# for unzip the file

In [1]:
# import zipfile
# import os

# zip_path = "archive.zip"      # Path to the zip file
# extract_to = "data"   # Folder where files will be extracted

# # Create folder if it does not exist
# os.makedirs(extract_to, exist_ok=True)

# with zipfile.ZipFile(zip_path, 'r') as zip_ref:
#     zip_ref.extractall(extract_to)

# print("Unzipping completed!")


# simple preprocessing step

In [3]:
import pandas as pd
import numpy as np

In [2]:
# df_val = pd.read_csv("data//samsum-validation.csv")
# df_train = pd.read_csv("data//samsum-train.csv")
# df_test = pd.read_csv("data//samsum-test.csv")

In [7]:
df_train.head(4)

Unnamed: 0,id,dialogue,summary
0,13818513,Amanda: I baked cookies. Do you want some?\r\...,Amanda baked cookies and will bring Jerry some...
1,13728867,Olivia: Who are you voting for in this electio...,Olivia and Olivier are voting for liberals in ...
2,13681000,"Tim: Hi, what's up?\r\nKim: Bad mood tbh, I wa...",Kim may try the pomodoro technique recommended...
3,13730747,"Edward: Rachel, I think I'm in ove with Bella....",Edward thinks he is in love with Bella. Rachel...


In [8]:
df_test.head(3)

Unnamed: 0,id,dialogue,summary
0,13862856,"Hannah: Hey, do you have Betty's number?\nAman...",Hannah needs Betty's number but Amanda doesn't...
1,13729565,Eric: MACHINE!\r\nRob: That's so gr8!\r\nEric:...,Eric and Rob are going to watch a stand-up on ...
2,13680171,"Lenny: Babe, can you help me with something?\r...",Lenny can't decide which trousers to buy. Bob ...


In [9]:
df_val.head(4)

Unnamed: 0,id,dialogue,summary
0,13817023,"A: Hi Tom, are you busy tomorrow’s afternoon?\...",A will go to the animal shelter tomorrow to ge...
1,13716628,Emma: I’ve just fallen in love with this adven...,Emma and Rob love the advent calendar. Lauren ...
2,13829420,Jackie: Madison is pregnant\r\nJackie: but she...,Madison is pregnant but she doesn't want to ta...
3,13819648,Marla: <file_photo>\r\nMarla: look what I foun...,Marla found a pair of boxers under her bed.


In [10]:
def clean_text(text):
    if pd.isna(text):
        return ""
    return text.strip().replace("\n", " ")


In [11]:
for df in [df_train, df_val, df_test]:
    df["dialogue"] = df["dialogue"].apply(clean_text)
    df["summary"] = df["summary"].apply(clean_text)


In [12]:
df_train = df_train.rename(columns={"dialogue": "input_text", "summary": "target_text"})
df_val = df_val.rename(columns={"dialogue": "input_text", "summary": "target_text"})
df_test = df_test.rename(columns={"dialogue": "input_text","summary": "target_text"})  # test has no summary


In [13]:
df_train.to_csv("data/processed_train.csv", index=False)
df_val.to_csv("data/processed_val.csv", index=False)
df_test.to_csv("data/processed_test.csv", index=False)


# Train start from here

In [1]:
import pandas as pd

train_df = pd.read_csv("data/processed_train.csv")
val_df   = pd.read_csv("data/processed_val.csv")
test_df  = pd.read_csv("data/processed_test.csv")

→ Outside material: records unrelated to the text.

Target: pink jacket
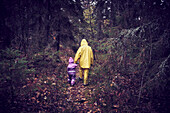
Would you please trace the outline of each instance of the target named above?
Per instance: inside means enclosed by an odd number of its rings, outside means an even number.
[[[77,64],[75,64],[73,58],[70,57],[69,64],[67,66],[68,75],[76,75],[76,67],[77,67]]]

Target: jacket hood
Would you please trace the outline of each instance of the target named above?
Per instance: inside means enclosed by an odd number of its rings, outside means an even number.
[[[70,57],[70,58],[69,58],[69,63],[73,63],[73,62],[74,62],[73,58]]]
[[[86,39],[83,39],[83,40],[81,41],[81,46],[84,46],[84,45],[88,45]]]

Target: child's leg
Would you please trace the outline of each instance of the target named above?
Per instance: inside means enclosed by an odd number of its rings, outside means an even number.
[[[88,73],[89,73],[89,69],[84,69],[84,85],[88,84]]]
[[[73,75],[73,76],[72,76],[72,80],[71,80],[71,85],[74,85],[74,83],[75,83],[75,79],[76,79],[76,76],[75,76],[75,75]]]
[[[79,68],[79,73],[80,73],[79,75],[80,79],[83,79],[83,69],[81,67]]]
[[[72,75],[68,75],[68,82],[71,82]]]

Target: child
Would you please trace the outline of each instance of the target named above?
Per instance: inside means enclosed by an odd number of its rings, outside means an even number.
[[[73,58],[70,57],[69,64],[67,66],[67,73],[68,73],[68,82],[72,86],[74,85],[75,79],[76,79],[76,67],[77,67],[77,64],[74,64]]]

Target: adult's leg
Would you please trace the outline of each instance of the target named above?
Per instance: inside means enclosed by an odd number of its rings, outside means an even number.
[[[83,79],[83,68],[79,68],[79,73],[80,73],[80,75],[79,75],[79,77],[80,77],[80,79]]]

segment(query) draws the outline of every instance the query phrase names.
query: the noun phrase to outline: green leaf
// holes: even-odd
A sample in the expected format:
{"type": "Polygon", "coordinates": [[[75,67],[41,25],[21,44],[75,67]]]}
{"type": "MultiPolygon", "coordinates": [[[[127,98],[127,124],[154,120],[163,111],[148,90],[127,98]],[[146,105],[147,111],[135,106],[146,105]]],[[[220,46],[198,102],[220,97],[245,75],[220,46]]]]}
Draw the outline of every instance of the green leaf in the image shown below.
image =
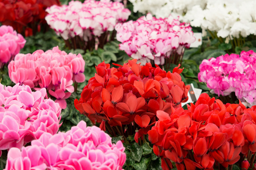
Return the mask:
{"type": "Polygon", "coordinates": [[[117,137],[112,137],[112,142],[114,144],[116,144],[117,141],[121,140],[121,139],[122,136],[119,136],[117,137]]]}
{"type": "Polygon", "coordinates": [[[193,70],[190,68],[189,68],[188,69],[188,72],[184,74],[184,75],[189,77],[194,78],[195,77],[194,74],[194,72],[193,71],[193,70]]]}
{"type": "Polygon", "coordinates": [[[226,51],[230,50],[232,48],[232,45],[230,43],[226,44],[222,43],[218,45],[218,48],[221,50],[226,51]]]}
{"type": "Polygon", "coordinates": [[[132,159],[138,162],[140,162],[143,153],[142,147],[137,143],[134,142],[131,145],[131,154],[132,156],[132,159]]]}
{"type": "Polygon", "coordinates": [[[134,164],[132,166],[136,170],[146,170],[150,162],[151,158],[142,157],[141,161],[136,164],[134,164]]]}
{"type": "MultiPolygon", "coordinates": [[[[117,48],[118,48],[118,47],[117,47],[117,48]]],[[[117,53],[119,51],[118,49],[116,48],[116,47],[111,45],[104,45],[103,49],[106,51],[110,51],[113,53],[117,53]]]]}
{"type": "Polygon", "coordinates": [[[126,161],[124,166],[132,166],[135,163],[135,161],[132,159],[131,156],[129,154],[126,154],[126,161]]]}
{"type": "Polygon", "coordinates": [[[133,135],[130,135],[128,136],[128,137],[127,137],[127,139],[128,139],[128,140],[129,140],[130,142],[133,142],[134,141],[134,136],[135,135],[134,134],[133,135]]]}
{"type": "Polygon", "coordinates": [[[81,121],[81,116],[80,114],[76,114],[70,119],[70,122],[74,125],[77,125],[81,121]]]}
{"type": "Polygon", "coordinates": [[[194,85],[194,87],[195,88],[198,88],[198,83],[195,80],[192,79],[186,79],[187,84],[192,83],[194,85]]]}
{"type": "Polygon", "coordinates": [[[233,168],[232,168],[232,170],[240,170],[241,169],[236,164],[234,164],[233,165],[233,168]]]}
{"type": "Polygon", "coordinates": [[[96,65],[98,65],[99,63],[101,63],[103,61],[102,61],[101,59],[98,56],[92,56],[90,57],[91,61],[94,63],[96,65]]]}
{"type": "Polygon", "coordinates": [[[157,160],[157,158],[158,158],[157,156],[157,155],[155,154],[154,154],[154,152],[152,152],[152,160],[153,161],[154,161],[155,160],[157,160]]]}
{"type": "MultiPolygon", "coordinates": [[[[152,159],[153,160],[153,159],[152,159]]],[[[151,161],[150,162],[150,164],[148,166],[148,170],[162,170],[162,167],[161,166],[161,159],[158,158],[155,161],[151,161]]]]}
{"type": "Polygon", "coordinates": [[[61,110],[61,119],[66,118],[70,114],[69,107],[67,106],[65,109],[62,109],[61,110]]]}
{"type": "Polygon", "coordinates": [[[101,58],[103,60],[111,59],[111,60],[116,62],[117,61],[116,56],[113,53],[110,51],[104,51],[101,55],[101,58]]]}
{"type": "Polygon", "coordinates": [[[148,142],[145,142],[142,145],[142,149],[143,150],[143,155],[148,155],[152,153],[152,147],[149,146],[148,142]]]}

for df in [train_df, val_df, test_df]:
    df["input_text"] = df["input_text"].astype(str)
    df["target_text"] = df["target_text"].astype(str)

    # Replace 'nan', 'None', 'NaN', float nan with empty string
    df["input_text"] = df["input_text"].replace("nan", "").replace("None", "")
    df["target_text"] = df["target_text"].replace("nan", "").replace("None", "")

    df["input_text"] = df["input_text"].fillna("")
    df["target_text"] = df["target_text"].fillna("")



In [2]:
from torch.utils.data import Dataset
import torch

class SummDataset(Dataset):
    def __init__(self, df, tokenizer, max_input=256, max_output=64):
        self.df = df
        self.tokenizer = tokenizer
        self.max_input = max_input
        self.max_output = max_output

    def __len__(self):
        return len(self.df)

    def __getitem__(self, idx):
        row = self.df.iloc[idx]

        input_text = "summarize: " + str(row["input_text"])
        target_text = str(row["target_text"])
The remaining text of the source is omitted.